BALTIMORE, Dec 15 (Reuters) - A Maryland judge on Tuesday ordered a deadlocked jury to continue deliberating in the trial of a Baltimore police officer facing a manslaughter charge in the April death of black detainee Freddie Gray, which triggered rioting and protests.

Baltimore City Circuit Court Judge Barry Williams said a note from the jury weighing the fate of Officer William Porter, 26, indicated it was unable to reach a decision after almost 10 hours of deliberations.

He ordered the jury of seven women and five men to keep trying. "Each juror has to decide for themselves," Williams said with the panel in the courtroom.

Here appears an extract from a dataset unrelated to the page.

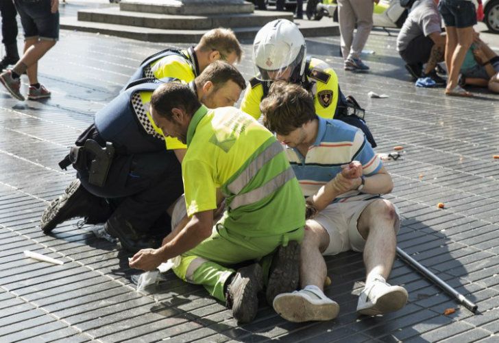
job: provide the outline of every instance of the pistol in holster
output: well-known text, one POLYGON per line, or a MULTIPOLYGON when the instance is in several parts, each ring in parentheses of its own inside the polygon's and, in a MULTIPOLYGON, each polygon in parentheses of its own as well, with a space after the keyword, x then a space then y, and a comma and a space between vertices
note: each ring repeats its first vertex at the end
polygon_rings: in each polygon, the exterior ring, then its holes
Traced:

He did not say whether the jury was deadlocked on a single count or on all four that Porter faces from the Gray's death. Gray, 25, died from a broken neck sustained in the back of a police van.

Porter is charged with involuntary manslaughter, second-degree assault, reckless endangerment and misconduct in office. Gray's death triggered protests, arson and rioting in the majority black city of 620,000 people and intensified a U.S. debate on police treatment of minorities.

David Jaros, an associate law professor at the University of Baltimore, said it was not surprising that the panel had been unable to reach a decision, given the complexity of the legal issues.

"I have seen juries deadlocked and come back within 10 minutes, or go for days" without reaching a decision, he said.

Jaros added that Williams could issue a so-called Allen charge, pushing the jury to reach a verdict.

The jury started deliberations on Monday. Williams on Tuesday rejected a request by defense lawyer Gary Proctor to declare a mistrial and order a change of venue.

Proctor had cited a letter sent from the head of the city's public schools to students, staff and parents on Monday warning that violence and walk-outs would not be tolerated after a verdict. Defense attorneys have repeatedly asked that the trial be moved, saying the unrest and publicity tainted prospects for a fair trial.

Porter is the first of six officers to face trial. Three of them, including Porter, are black.

Gray was arrested after fleeing from police. He was put in a transport van, shackled and handcuffed, but was not secured by a seat belt despite department policy to do so.

Gray told Porter he needed medical aid. Porter told the van's driver and a supervisor that Gray had asked for aid but none was summoned, according to testimony.